Even outside formal reporting, ordinary people describe watching loved ones deteriorate in constant pain, asking for help that never fully comes. This is not about rare edge cases. This is about a system that sometimes delivers excellent care in hospices, but inconsistent, fragmented, and inadequate care elsewhere. I understand that some treatments are expensive. I understand that decisions are made when someone is in the final stage of life.

But there is no justification for this:

  • withholding effective pain relief
  • failing to communicate with families
  • waiting until the last days to act
  • allowing someone to remain in visible, audible agony

Pain relief is not a luxury intervention. It is basic care. It is the difference between dignity and distress, a person being present with their family and a person reduced to surviving minute by minute.
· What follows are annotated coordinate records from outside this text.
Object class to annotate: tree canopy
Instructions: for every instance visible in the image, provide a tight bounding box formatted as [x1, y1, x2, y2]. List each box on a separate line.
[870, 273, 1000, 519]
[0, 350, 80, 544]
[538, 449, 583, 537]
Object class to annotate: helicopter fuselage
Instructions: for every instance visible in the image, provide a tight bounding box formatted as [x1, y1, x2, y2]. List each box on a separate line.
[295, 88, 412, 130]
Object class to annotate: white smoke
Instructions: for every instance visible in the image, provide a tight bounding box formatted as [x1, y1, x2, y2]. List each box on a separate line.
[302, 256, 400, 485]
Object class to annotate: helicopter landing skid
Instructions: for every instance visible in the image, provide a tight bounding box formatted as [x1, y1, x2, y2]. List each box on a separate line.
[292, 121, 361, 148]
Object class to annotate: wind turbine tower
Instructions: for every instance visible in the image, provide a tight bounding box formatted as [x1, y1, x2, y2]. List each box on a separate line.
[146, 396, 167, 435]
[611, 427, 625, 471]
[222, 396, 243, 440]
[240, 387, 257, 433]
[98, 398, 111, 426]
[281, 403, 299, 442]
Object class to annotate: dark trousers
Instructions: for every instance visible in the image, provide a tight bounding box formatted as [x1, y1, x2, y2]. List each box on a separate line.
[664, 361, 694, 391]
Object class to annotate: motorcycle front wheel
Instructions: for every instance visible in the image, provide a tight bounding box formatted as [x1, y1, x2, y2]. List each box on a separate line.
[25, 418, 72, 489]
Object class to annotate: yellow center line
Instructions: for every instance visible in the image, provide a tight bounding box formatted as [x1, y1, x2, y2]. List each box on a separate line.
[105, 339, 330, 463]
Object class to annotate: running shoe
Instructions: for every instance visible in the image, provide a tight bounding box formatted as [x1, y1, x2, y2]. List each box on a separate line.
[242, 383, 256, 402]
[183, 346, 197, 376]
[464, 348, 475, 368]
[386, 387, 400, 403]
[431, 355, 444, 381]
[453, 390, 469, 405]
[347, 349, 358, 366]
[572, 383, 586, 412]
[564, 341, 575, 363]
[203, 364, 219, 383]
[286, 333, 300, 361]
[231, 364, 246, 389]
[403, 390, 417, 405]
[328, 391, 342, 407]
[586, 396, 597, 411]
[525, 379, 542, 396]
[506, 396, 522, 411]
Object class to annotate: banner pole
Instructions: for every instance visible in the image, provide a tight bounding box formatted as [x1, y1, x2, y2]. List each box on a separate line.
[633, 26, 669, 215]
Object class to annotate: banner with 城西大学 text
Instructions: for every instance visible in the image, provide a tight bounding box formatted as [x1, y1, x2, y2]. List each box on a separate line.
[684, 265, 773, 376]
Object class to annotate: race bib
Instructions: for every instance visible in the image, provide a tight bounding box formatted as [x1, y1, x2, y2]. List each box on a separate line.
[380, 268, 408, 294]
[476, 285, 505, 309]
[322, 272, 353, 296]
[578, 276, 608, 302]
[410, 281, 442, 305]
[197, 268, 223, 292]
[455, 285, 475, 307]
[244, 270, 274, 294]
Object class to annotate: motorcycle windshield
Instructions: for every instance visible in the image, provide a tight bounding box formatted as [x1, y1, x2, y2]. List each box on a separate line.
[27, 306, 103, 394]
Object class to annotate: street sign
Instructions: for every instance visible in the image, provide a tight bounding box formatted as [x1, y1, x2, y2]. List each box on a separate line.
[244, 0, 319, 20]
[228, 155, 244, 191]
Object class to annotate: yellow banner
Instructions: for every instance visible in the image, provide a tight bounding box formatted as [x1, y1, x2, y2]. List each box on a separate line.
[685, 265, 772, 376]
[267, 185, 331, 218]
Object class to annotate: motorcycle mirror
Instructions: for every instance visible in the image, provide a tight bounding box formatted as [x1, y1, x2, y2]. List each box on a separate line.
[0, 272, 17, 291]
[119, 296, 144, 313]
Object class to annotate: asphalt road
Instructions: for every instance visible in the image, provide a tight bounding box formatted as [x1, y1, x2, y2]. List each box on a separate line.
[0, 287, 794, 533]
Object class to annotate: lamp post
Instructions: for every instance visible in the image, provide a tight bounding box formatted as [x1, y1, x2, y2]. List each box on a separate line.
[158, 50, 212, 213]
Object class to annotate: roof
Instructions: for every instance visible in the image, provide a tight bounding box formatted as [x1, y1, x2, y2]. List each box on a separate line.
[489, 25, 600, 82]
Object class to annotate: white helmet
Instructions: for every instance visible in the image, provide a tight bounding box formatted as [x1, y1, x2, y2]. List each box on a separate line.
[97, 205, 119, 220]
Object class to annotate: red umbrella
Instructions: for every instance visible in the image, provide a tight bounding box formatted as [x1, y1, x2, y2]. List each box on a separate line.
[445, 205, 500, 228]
When that relief is delayed, denied, or minimised, the result is not neutral – it is harm. Clear, preventable harm.

Takeaways / Call to Action:

  • If someone is in clear pain, escalate immediately. Do not accept minimal responses if they are not working.
  • Ask directly about all available pain relief options, including different delivery methods such as suppositories, patches, or injections.
  • Do not assume “this is just how it is.” If it feels wrong, it likely is.
  • Families must be included in decisions and kept fully informed. Silence is not acceptable.
  • Patterns matter. If you see this happening more than once, treat it as a systemic issue, not a one-off.
  • Raise concerns formally where needed. Documentation and escalation are often the only things that force change.

Every patient at the end of life should be comfortable. Not sedated into absence. Not left in agony and upset. Being comfortable is not an unrealistic standard; it’s the minimum that we owe everyone – anything less is inhumane.